Gute Gesundheitssysteme berücksichtigen die Bedürfnisse der Bürger. In vielen Entwicklungsländern aber fehlt den Menschen ein demokratisches Mitspracherecht, etwa bei der Verteilung von Spendengeldern. Sehen Sie das als Problem?

Wenn in Guinea der Präsident die »Ärzte ohne Grenzen« ausweisen lassen will, weil diese angeblich mit Falschmeldungen dem Ansehen seines Landes schaden, ist das ein Problem. Eine Antwort ist, die Zivilgesellschaften zu stärken. Gesundheit und Bildung gehören gerade in den ärmsten Ländern zwingend zusammen.

Ein Bedürfnis vieler Menschen wäre auch der freie Zugang zu Verhütungsmitteln und zu sicheren Abtreibungen. Nun hat Donald Trump die so genannte Global-Gag-Rule wieder in Kraft gesetzt: Jeder Organisation, die in irgendeiner Weise Schwangerschaftsabbrüche unterstützt, werden die Gelder der amerikanischen Regierung gestrichen. Acht Länder, darunter Kanada, sind dafür finanziell eingesprungen. Warum Deutschland nicht?

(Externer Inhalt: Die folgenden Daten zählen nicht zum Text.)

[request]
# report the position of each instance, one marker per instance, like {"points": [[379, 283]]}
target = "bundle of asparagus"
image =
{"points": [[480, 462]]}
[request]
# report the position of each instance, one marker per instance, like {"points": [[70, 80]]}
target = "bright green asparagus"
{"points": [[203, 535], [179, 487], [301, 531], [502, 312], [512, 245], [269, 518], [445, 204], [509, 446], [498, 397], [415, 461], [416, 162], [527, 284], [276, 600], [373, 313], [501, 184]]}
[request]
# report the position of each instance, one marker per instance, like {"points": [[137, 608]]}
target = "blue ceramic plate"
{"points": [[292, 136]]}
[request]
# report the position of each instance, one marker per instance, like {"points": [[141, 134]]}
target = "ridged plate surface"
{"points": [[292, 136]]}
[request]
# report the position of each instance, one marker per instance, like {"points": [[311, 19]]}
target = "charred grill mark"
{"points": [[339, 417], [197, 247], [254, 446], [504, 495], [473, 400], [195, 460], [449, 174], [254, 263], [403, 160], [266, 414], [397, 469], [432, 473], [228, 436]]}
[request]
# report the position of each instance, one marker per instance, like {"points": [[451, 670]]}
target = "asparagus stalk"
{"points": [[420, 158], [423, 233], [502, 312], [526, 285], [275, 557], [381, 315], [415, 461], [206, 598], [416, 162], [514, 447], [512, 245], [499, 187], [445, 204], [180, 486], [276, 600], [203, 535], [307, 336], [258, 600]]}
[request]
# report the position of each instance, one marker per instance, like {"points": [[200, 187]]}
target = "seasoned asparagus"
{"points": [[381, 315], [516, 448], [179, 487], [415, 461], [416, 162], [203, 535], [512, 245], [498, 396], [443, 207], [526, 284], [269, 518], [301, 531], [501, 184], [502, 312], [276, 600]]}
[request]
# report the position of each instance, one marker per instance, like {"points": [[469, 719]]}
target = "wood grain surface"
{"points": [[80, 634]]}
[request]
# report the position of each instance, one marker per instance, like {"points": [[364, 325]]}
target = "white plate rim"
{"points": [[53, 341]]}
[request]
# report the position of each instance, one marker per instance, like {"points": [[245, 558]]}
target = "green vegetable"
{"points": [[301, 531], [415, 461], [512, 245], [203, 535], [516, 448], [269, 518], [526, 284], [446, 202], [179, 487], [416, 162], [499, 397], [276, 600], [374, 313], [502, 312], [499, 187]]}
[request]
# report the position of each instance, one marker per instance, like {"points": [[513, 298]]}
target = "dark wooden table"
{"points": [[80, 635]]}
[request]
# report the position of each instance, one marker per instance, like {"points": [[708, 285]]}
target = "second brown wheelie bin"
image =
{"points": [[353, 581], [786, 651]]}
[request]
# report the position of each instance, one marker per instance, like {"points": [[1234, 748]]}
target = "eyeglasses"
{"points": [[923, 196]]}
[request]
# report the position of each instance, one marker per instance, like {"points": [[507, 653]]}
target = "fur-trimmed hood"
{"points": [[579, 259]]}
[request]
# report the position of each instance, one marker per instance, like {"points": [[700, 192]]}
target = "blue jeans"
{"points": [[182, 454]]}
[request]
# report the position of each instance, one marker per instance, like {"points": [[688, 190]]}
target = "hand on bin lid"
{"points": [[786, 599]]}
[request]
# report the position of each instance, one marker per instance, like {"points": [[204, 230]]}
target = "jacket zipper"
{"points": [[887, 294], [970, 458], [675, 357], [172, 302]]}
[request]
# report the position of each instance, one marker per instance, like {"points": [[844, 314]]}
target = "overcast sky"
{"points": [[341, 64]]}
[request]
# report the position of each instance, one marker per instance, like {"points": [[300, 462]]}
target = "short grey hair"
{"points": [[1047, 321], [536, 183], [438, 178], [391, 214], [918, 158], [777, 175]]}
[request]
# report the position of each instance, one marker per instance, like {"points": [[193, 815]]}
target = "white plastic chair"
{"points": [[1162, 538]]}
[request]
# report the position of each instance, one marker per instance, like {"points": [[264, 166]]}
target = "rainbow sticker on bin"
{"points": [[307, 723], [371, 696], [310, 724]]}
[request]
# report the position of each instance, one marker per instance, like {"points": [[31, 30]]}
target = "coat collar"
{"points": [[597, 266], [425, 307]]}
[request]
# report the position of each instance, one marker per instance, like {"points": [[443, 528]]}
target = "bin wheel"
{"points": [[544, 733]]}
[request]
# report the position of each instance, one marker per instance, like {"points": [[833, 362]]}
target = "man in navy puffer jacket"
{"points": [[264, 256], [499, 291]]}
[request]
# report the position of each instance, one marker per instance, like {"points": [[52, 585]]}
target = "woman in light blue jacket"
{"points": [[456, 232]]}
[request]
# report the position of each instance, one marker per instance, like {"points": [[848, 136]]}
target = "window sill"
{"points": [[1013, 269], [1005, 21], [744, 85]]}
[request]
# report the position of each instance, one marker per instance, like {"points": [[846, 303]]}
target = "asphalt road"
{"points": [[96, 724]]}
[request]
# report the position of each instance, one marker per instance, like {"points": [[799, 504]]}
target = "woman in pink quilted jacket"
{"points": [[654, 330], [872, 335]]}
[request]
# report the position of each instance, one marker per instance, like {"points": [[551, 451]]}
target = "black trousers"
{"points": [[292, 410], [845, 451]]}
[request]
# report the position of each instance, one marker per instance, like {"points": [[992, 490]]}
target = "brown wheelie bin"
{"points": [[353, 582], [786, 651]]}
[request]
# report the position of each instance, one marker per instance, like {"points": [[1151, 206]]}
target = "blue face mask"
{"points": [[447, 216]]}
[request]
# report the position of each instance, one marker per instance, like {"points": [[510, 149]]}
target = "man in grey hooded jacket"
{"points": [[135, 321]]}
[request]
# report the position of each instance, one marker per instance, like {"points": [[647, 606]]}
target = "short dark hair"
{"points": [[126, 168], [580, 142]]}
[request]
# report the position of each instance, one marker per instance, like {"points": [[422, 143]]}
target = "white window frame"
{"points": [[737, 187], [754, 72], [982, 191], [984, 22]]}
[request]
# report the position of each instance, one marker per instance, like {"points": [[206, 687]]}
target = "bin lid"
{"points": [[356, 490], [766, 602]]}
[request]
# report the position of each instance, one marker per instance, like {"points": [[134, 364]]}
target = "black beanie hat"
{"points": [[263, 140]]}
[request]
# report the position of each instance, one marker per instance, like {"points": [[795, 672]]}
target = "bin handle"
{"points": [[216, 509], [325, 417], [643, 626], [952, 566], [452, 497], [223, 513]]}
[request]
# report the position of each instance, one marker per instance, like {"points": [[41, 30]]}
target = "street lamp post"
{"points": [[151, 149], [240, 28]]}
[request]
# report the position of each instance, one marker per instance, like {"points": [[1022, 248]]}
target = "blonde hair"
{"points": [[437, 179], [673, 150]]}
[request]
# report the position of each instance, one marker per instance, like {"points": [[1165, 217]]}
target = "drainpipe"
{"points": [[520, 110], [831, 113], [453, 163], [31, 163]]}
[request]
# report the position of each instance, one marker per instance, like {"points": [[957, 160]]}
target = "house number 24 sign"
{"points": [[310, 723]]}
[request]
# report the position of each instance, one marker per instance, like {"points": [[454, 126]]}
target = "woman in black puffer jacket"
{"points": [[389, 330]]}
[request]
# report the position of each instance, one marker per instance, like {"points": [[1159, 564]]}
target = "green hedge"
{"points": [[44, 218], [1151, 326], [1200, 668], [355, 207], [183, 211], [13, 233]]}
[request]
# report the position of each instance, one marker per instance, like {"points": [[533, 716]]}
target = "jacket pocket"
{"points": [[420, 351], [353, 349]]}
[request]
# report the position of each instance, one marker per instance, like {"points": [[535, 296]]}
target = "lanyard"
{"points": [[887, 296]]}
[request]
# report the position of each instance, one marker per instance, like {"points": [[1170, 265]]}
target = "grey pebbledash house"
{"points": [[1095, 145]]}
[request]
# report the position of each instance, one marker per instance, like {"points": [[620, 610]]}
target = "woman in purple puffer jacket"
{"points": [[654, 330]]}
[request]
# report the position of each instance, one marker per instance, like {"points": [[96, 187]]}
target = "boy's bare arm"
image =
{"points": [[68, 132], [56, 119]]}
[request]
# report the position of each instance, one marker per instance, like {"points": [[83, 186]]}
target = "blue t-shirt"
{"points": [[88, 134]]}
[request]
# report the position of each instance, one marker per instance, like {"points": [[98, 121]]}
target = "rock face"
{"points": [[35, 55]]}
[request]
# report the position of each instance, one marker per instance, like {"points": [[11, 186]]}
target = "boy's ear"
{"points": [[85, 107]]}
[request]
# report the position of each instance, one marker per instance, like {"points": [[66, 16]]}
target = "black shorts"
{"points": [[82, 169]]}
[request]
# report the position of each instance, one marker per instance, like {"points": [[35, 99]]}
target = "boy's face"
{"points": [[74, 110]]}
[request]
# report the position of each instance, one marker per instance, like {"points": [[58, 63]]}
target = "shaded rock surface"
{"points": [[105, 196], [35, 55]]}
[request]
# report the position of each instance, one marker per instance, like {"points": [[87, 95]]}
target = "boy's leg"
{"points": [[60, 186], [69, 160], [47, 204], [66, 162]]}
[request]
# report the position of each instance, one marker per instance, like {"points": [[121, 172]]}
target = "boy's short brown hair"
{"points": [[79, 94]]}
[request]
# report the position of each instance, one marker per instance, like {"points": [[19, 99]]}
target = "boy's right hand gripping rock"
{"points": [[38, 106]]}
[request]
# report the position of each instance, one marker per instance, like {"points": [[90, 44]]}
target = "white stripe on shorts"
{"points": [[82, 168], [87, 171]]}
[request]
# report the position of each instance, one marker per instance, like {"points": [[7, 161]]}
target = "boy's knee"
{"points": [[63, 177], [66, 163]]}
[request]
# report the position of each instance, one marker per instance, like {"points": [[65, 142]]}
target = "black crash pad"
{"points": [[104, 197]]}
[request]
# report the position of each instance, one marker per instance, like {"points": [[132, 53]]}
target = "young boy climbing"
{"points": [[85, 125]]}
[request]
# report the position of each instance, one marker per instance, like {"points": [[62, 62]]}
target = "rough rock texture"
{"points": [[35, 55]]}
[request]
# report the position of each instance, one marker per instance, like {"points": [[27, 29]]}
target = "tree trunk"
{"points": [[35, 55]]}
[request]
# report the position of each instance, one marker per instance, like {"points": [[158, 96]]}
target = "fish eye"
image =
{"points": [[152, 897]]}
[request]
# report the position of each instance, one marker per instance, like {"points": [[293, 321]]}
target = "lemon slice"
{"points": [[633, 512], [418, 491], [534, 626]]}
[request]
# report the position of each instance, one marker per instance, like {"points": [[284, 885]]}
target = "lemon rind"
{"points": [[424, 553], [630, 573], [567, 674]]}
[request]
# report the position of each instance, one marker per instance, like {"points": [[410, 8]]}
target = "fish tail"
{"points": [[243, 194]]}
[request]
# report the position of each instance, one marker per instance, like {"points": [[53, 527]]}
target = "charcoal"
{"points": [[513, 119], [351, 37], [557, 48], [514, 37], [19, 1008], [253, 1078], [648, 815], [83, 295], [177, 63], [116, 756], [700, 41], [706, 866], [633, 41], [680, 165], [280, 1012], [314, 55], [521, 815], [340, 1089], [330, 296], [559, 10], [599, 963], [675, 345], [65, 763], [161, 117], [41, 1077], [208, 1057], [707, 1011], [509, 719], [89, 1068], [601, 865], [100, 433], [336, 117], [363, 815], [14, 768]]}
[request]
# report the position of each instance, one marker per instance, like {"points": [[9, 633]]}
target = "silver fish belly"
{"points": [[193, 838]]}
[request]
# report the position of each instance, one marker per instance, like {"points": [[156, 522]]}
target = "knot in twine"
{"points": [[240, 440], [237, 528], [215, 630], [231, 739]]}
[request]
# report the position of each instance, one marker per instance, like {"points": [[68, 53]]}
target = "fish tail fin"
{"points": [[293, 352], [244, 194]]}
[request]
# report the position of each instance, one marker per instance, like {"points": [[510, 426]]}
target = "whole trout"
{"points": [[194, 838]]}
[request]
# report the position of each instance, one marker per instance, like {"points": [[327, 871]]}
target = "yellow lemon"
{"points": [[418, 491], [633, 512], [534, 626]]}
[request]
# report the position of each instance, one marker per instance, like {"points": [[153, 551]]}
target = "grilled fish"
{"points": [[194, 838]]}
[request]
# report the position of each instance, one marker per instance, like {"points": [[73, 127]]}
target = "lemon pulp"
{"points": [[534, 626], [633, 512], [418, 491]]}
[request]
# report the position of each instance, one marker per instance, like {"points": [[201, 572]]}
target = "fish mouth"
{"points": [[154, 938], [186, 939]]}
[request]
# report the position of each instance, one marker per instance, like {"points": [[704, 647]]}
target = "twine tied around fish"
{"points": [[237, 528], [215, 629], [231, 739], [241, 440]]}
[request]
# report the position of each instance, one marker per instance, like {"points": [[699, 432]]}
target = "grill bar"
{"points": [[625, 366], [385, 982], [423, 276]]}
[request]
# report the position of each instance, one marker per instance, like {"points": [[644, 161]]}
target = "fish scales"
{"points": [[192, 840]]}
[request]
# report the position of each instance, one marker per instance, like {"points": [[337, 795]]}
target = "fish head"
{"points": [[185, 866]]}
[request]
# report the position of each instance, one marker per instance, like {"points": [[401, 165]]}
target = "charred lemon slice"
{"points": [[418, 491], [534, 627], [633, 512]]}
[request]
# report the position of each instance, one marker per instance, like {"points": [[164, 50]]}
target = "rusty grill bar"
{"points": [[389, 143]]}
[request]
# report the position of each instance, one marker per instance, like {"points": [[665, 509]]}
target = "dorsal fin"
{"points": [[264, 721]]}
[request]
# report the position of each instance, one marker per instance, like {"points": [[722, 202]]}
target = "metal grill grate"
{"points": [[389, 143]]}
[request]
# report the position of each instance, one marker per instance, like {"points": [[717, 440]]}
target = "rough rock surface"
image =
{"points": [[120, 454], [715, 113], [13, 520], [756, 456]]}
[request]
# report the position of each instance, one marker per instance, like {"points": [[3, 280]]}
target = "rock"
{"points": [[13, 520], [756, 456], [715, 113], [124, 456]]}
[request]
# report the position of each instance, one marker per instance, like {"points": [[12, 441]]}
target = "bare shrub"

Wir leisten in der Entwicklungshilfe wahrlich beachtliches - etwa mit einem neuen Programm "Gesundheit in Afrika" mit rund 600 Millionen Euro bis 2019. Aber wir sind kein Ausfallbürge für andere Länder.

Sie hätten die Vorreiterrolle Deutschlands mit Engagement in der Sache unterstreichen können?

Wir bauen ja unseren Einsatz ganz erheblich aus - auch indem wir die deutsche Unterstützung für die globale Impfallianz Gavi und den Global Fund massiv aufstocken.

Was erhoffen sie sich von dem G20-Treffen?

Erst einmal, dass alle hinterher sagen: »Das hätten wir früher tun sollen«. Zweitens, dass die ständige Angst aufhört, ein solcher Austausch setze Einzelne auf die Anklagebank. Jeder hat seine Hausaufgaben zu machen. Aber wir können sie nur erfüllen, wenn wir zusammenarbeiten.

Das Interview führte Harro Albrecht.